Bug 1415619: Use `gecko.caches` for indexing docker tasks. draft
authorTom Prince <mozilla@hocat.ca>
Thu, 09 Nov 2017 17:08:41 -0700
changeset 699895 6c0666068e506c622c26849aa907367e014f1678
parent 699894 88bb9924a072faca96861214ab7d06657b5ee23e
child 699896 a79e62c8e7f45993ad5760e1d607ac933b860e46
child 699899 de95ec5a42fc5b49d9c0a5cdc0956e3989a8cf40
push id89712
push userbmo:mozilla@hocat.ca
push dateFri, 17 Nov 2017 21:39:08 +0000
bugs1415619
milestone59.0a1
Bug 1415619: Use `gecko.caches` for indexing docker tasks. MozReview-Commit-ID: IN17XmVk7HJ
taskcluster/docs/docker-images.rst
taskcluster/taskgraph/docker.py
taskcluster/taskgraph/transforms/docker_image.py
taskcluster/taskgraph/util/cached_tasks.py
taskcluster/taskgraph/util/docker.py
--- a/taskcluster/docs/docker-images.rst
+++ b/taskcluster/docs/docker-images.rst
@@ -73,19 +73,19 @@ This ensures that the hash is consistent
 in different hashes being generated.
 
 Task Image Index Namespace
 ..........................
 
 Images that are built on push and uploaded as an artifact of a task will be indexed under the
 following namespaces.
 
-* docker.images.v2.level-{level}.{image_name}.latest
-* docker.images.v2.level-{level}.{image_name}.pushdate.{year}.{month}-{day}-{pushtime}
-* docker.images.v2.level-{level}.{image_name}.hash.{context_hash}
+* gecko.cache.level-{level}.docker.v2.{name}.hash.{digest}
+* gecko.cache.level-{level}.docker.v2.{name}.latest
+* gecko.cache.level-{level}.docker.v2.{name}.pushdate.{year}.{month}-{day}-{pushtime}
 
 Not only can images be browsed by the pushdate and context hash, but the 'latest' namespace
 is meant to view the latest built image.  This functions similarly to the 'latest' tag
 for docker images that are pushed to a registry.
 
 Docker Registry Images (prebuilt)
 :::::::::::::::::::::::::::::::::
 
--- a/taskcluster/taskgraph/docker.py
+++ b/taskcluster/taskgraph/docker.py
@@ -16,26 +16,26 @@ import which
 from subprocess import Popen, PIPE
 from io import BytesIO
 
 from taskgraph.util import docker
 from taskgraph.util.taskcluster import (
     find_task_id,
     get_artifact_url,
 )
+from taskgraph.util.cached_tasks import cached_index_path
 from . import GECKO
 
-DOCKER_INDEX = docker.INDEX_PREFIX + '.{}.{}.hash.{}'
-
 
 def load_image_by_name(image_name, tag=None):
     context_path = os.path.join(GECKO, 'taskcluster', 'docker', image_name)

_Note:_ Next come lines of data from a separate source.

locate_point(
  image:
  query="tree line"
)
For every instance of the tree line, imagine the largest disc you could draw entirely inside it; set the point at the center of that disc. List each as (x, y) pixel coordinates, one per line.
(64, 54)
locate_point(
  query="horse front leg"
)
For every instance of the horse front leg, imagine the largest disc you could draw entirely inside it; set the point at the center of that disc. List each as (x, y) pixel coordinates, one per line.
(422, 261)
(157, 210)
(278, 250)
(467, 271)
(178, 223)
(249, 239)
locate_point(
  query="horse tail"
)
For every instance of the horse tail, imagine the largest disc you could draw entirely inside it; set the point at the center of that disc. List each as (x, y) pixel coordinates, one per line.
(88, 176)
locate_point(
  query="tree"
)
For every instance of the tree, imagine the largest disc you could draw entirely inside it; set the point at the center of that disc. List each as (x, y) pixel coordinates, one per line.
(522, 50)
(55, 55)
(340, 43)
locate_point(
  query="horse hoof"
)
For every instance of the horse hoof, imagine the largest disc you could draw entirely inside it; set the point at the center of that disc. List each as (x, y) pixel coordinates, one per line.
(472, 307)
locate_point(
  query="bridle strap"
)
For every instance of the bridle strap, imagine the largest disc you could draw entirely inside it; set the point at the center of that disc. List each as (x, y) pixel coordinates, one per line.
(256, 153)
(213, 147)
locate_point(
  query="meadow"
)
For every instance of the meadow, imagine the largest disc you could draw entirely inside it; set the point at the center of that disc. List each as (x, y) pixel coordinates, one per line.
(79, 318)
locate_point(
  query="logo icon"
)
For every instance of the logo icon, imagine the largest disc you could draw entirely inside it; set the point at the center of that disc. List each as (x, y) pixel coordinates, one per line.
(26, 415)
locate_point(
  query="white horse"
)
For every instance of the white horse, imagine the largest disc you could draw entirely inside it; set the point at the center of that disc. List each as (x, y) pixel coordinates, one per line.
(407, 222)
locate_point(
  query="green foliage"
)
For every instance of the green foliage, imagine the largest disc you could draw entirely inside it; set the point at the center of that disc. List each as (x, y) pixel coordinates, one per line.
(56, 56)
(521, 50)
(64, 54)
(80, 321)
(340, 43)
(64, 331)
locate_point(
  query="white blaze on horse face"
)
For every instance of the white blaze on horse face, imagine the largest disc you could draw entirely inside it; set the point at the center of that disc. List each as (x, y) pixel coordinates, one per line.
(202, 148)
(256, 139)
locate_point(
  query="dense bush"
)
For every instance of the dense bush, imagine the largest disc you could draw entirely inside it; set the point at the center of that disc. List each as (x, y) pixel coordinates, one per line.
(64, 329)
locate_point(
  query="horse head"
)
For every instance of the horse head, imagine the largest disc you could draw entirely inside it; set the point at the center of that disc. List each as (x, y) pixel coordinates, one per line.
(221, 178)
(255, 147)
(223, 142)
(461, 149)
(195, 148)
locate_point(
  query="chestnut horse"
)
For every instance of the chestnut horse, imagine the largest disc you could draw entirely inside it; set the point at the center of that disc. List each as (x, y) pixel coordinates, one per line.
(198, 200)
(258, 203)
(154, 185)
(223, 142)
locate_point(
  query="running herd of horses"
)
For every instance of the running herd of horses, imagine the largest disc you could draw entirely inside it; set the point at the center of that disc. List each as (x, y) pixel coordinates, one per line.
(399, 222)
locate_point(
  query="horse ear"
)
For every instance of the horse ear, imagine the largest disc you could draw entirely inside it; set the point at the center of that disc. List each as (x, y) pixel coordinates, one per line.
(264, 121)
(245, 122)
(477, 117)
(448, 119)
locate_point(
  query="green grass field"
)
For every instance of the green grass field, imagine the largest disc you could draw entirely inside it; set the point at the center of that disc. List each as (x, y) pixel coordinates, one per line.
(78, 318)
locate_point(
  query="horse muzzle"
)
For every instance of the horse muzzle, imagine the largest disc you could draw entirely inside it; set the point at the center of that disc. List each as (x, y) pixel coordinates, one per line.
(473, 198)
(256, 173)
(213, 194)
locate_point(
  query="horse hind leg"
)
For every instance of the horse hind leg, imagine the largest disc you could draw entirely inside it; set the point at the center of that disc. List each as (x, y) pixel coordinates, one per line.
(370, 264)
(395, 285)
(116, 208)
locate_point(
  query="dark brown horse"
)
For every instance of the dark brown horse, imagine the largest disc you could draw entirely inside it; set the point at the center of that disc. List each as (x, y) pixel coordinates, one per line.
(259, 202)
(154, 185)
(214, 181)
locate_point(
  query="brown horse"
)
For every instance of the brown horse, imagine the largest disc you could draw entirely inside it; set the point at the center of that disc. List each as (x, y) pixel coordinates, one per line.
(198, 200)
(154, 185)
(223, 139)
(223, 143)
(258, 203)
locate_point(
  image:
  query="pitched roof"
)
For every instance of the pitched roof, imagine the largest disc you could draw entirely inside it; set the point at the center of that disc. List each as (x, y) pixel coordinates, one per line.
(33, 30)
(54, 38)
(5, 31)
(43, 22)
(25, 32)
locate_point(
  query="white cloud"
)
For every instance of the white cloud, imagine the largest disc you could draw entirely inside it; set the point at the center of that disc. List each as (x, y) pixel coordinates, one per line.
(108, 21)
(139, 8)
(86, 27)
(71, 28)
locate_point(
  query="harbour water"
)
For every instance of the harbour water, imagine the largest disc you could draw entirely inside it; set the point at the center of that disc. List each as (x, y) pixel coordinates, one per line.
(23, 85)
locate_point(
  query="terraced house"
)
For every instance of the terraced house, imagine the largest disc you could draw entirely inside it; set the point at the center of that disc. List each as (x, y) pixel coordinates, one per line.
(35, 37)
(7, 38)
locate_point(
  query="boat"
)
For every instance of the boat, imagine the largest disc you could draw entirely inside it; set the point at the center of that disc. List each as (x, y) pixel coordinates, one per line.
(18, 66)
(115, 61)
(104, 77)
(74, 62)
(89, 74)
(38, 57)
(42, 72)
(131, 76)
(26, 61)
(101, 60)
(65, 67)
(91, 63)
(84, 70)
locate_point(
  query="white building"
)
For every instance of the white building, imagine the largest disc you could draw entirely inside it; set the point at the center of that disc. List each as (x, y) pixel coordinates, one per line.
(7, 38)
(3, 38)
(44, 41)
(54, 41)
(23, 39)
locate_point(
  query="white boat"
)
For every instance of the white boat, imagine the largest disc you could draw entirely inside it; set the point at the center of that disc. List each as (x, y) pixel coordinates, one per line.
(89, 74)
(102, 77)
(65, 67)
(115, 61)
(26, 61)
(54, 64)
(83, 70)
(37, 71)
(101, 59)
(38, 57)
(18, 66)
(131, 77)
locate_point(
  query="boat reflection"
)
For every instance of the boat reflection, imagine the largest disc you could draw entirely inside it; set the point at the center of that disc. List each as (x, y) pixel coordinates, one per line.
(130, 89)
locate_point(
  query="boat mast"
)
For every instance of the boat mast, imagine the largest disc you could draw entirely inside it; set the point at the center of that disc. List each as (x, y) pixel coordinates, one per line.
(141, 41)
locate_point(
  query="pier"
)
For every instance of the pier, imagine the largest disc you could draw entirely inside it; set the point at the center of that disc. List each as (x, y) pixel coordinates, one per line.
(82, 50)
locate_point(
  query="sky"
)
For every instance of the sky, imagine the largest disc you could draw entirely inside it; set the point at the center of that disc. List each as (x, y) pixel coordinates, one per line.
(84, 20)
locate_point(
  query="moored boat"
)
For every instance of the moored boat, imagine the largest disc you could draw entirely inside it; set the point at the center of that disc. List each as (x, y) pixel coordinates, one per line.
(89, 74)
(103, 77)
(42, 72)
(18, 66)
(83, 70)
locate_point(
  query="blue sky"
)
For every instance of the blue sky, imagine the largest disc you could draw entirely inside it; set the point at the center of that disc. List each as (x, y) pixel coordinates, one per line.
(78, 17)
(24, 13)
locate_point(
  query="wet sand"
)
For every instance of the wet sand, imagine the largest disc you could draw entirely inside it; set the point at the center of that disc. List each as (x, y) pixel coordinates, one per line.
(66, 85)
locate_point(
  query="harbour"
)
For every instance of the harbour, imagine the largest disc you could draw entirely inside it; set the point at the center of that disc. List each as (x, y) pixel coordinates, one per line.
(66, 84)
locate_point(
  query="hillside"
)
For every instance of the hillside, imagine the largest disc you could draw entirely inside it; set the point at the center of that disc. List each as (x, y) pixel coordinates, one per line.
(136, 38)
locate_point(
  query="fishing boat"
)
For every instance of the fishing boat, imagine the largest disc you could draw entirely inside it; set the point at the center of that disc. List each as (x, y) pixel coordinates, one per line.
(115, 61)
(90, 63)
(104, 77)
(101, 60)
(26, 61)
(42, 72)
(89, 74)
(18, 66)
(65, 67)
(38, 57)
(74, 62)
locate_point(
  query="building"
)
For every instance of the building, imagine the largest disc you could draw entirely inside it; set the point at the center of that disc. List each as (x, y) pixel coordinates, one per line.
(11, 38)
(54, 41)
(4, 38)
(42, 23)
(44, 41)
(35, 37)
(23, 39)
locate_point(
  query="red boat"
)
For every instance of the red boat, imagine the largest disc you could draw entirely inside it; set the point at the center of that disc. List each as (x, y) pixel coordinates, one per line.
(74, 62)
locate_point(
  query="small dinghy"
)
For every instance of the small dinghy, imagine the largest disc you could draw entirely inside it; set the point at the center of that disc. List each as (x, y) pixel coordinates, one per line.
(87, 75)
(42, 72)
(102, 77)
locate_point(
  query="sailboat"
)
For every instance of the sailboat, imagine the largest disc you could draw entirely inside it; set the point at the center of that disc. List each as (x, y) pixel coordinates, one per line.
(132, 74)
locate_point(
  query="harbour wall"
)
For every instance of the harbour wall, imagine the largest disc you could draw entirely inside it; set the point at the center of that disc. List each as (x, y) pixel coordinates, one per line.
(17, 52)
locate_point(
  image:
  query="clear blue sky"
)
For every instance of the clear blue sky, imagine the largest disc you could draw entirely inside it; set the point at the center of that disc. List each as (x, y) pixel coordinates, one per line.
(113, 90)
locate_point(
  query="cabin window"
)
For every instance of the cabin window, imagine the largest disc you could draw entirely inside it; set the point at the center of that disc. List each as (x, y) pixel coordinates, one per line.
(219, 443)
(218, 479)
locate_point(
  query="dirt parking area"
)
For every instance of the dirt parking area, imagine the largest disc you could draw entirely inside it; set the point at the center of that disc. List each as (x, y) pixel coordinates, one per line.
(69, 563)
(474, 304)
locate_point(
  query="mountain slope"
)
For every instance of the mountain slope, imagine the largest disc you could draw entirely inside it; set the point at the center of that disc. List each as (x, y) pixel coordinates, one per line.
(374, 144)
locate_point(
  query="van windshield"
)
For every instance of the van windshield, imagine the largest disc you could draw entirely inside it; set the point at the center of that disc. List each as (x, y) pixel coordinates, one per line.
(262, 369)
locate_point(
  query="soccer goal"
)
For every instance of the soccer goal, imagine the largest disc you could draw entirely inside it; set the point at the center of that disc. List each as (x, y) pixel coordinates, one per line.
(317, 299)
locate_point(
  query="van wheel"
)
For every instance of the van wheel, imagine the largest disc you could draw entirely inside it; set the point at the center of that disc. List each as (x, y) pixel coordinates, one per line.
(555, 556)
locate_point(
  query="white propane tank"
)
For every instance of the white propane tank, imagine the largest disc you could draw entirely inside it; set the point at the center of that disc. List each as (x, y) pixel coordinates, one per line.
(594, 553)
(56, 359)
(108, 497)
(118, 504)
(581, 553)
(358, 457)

     context_hash = docker.generate_context_hash(GECKO, context_path, image_name)
 
-    index_path = DOCKER_INDEX.format('level-3', image_name, context_hash)
+    index_path = cached_index_path(
+        level=3, cache_type='docker-images.v1', cache_name=image_name, digest=context_hash)
     task_id = find_task_id(index_path)
 
     return load_image_by_task_id(task_id, tag)
 
 
 def load_image_by_task_id(task_id, tag=None):
     artifact_url = get_artifact_url(task_id, 'public/image.tar.zst')
     result = load_image(artifact_url, tag)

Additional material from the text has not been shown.